Lateral Resolution (X,Y) Issues:
The sidewall angles of the tip determine its ability to probe high aspect ratio features. Its radius of curvature will determine the highest lateral resolution obtainable.
Pixels are the data points of an image in the X and Y direction. The Number of Samples parameter in the Real-time menu determines this number (512, 256, or 128). Features smaller than the pixel size of the image cannot be resolved (image size [μm] / parameter setting = smallest resolution). The data displayed is an average of samplings because the feedback loop is sampling the topography many times each pixel.
Vertical Resolution (Z) Issues:
Resolution is determined by the vertical scanner movement (<1Å) rather than by the tip shape.
The number of data points in the vertical direction limits the smallest resolvable height change. This number is determined by the conversion of 65,536 data points (16 bits) over the full range of the scanner (440V). For example, if the scanner has 10 μm of total possible travel and the system is 16 bit, the resolution is 10 μm/16 bit = 10000 nm/65,536 data points.

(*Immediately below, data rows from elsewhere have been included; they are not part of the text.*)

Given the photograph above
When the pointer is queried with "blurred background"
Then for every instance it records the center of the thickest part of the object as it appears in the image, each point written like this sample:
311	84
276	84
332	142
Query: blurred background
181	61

The combined effects of electrical, mechanical, and acoustic noise sources equal the overall system noise. Overall system noise is the primary limiting factor in the obtainable vertical resolution of the SPM. A number of steps can be taken to improve the system noise. Some common approaches include acoustic vibration isolation devises, clamping cables, or placing the system on a ground floor way from noise sources. Some less common approaches are using shorter cantilevers for higher signal to noise and lasers with low point noise.